In the never ending cat and mouse game between offense and defense, the defenders generally represent the mice. The objective of vulnerability management is to flip the script on the proverbial felines and set functional mouse traps for them. We can do this using machine learning to predict a potential attack vector or, if you feel like being an oxymoron, by deploying a fast and effective clean up.

Polemic methodologies such as "0day feeds" are ineffective as they protect against samples, not classes. While useful to demonstrate actionable risk to management, catching a single instance of a vulnerability implementation (AKA exploit) , 0day or otherwise, does very little to effectively protect you at an enterprise scale against similar vulnerabilities. Shooting fish in a barrel generally does not equate to a sane defensive posture.

El Jefe Alerts is our approach to a more comprehensive methodology of vulnerability management.

With El Jefe Alerts you are able to use, share and extend scenario driven vulnerability heuristics for entire vulnerability classes that trigger well defined response events.

A simple example:  Suppose every time iexplorer.exe parents an executable anywhere in your enterprise I want to retrieve the executable, run it through a sandbox and then receive an event summary via email. We can do that with El Jefe Alerts.

Or suppose that every time iexplorer.exe's virtual size gets bigger than 2 GB we would like to receive an urgent SMS, as this is a likely indicator of a heap spray in progress. We can do that with El Jefe Alerts.

What if I want to be notified whenever someone in the Enterprise launches a certain executable outside of work hours? Not a problem for El Jefe Alerts.

Let's walk through a simple example of how to set up an El Jefe Alert.

If you've attended DEFCON in the last three years, you probably noticed a distinct pattern in any presentation that involves Windows exploitation. Namely that a lot of attacker demos end up executing calc.exe! It seems they consider math a very important step of their post-exploitation strategy. Lets ruin their 4th grade algebra aspirations with the following:
1) The first step is to create a Filter, which is the module responsible for the heuristic that will trigger the El Jefe response action. Filters are django models which you can find in the alerts/ file.

ExecutionFilter will be triggered when a binary filepath is on our blacklist

You create the model and you implement the heuristic in the "filter" function. In this case, we want to trigger an action if and when an executed binary is listed in our blacklist.

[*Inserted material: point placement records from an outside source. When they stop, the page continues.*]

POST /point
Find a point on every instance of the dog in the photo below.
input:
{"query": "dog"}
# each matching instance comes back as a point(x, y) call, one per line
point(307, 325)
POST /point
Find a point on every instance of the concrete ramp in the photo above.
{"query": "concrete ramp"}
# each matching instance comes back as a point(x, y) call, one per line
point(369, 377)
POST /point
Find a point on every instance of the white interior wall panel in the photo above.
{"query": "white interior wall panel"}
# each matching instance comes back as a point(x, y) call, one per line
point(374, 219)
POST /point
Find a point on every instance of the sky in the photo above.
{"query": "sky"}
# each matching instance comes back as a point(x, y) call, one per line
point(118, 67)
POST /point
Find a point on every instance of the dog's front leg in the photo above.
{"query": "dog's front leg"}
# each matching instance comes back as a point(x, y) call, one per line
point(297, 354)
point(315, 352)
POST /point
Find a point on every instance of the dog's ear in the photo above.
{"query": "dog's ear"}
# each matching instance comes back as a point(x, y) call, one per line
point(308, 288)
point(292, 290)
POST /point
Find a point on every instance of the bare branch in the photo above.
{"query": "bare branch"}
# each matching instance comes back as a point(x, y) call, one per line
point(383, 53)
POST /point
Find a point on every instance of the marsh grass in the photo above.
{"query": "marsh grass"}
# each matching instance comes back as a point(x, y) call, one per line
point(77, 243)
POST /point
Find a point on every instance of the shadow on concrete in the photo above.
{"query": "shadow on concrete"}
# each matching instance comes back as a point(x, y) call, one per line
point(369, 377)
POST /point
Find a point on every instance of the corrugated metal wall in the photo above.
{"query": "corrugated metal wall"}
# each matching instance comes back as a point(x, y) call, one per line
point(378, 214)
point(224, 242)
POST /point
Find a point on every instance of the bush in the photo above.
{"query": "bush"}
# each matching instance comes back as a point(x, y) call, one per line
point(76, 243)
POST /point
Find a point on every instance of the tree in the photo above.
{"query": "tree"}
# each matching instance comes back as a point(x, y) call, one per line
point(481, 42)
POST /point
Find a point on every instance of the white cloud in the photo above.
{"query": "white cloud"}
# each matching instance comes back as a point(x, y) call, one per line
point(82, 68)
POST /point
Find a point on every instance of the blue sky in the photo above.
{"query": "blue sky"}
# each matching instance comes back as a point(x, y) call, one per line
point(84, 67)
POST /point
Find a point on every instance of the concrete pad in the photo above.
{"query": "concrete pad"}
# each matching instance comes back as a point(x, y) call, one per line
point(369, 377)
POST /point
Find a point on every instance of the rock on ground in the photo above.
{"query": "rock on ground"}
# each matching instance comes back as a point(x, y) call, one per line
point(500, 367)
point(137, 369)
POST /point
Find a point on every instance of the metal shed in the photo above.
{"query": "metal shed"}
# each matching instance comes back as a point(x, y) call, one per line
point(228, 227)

2) The second step is to create an El Jefe Action script. The Action script defines the El Jefe response action to a filter trigger event. You can define multiple actions per filter. In our example script, we create a simple file that just prints some basic information about the event, and we place it in the xmlserver/actions/ folder.
A simple action that will print the username, ip and binary executed

3) The final step is to put everything together. Once we've implemented our Filters and Alerts, they will automatically show up in the El Jefe interface.

You can now go to the "Alerts" section in the navigation bar, and select "Add". You select your Filter and associate one or more Actions and then select the executables you want to keep track of.
Adding a working filter
4) Voila! You are now Busticati proof!
Gotcha! You should never do your math homework on a compromised machine!

In real life, this simple Alert is useful when  you have recognized a particular pattern with an attacker - for example, many of them use WMIC.exe because that is how metasploit's meterpreter and some other trojans do their WMI activity (for enumerating all sorts of important system information). Normal users almost never use WMIC.exe so this is an interesting heuristic to apply across your network. For the record, INNUENDO does not shell out to WMIC - it has WMI support built into it.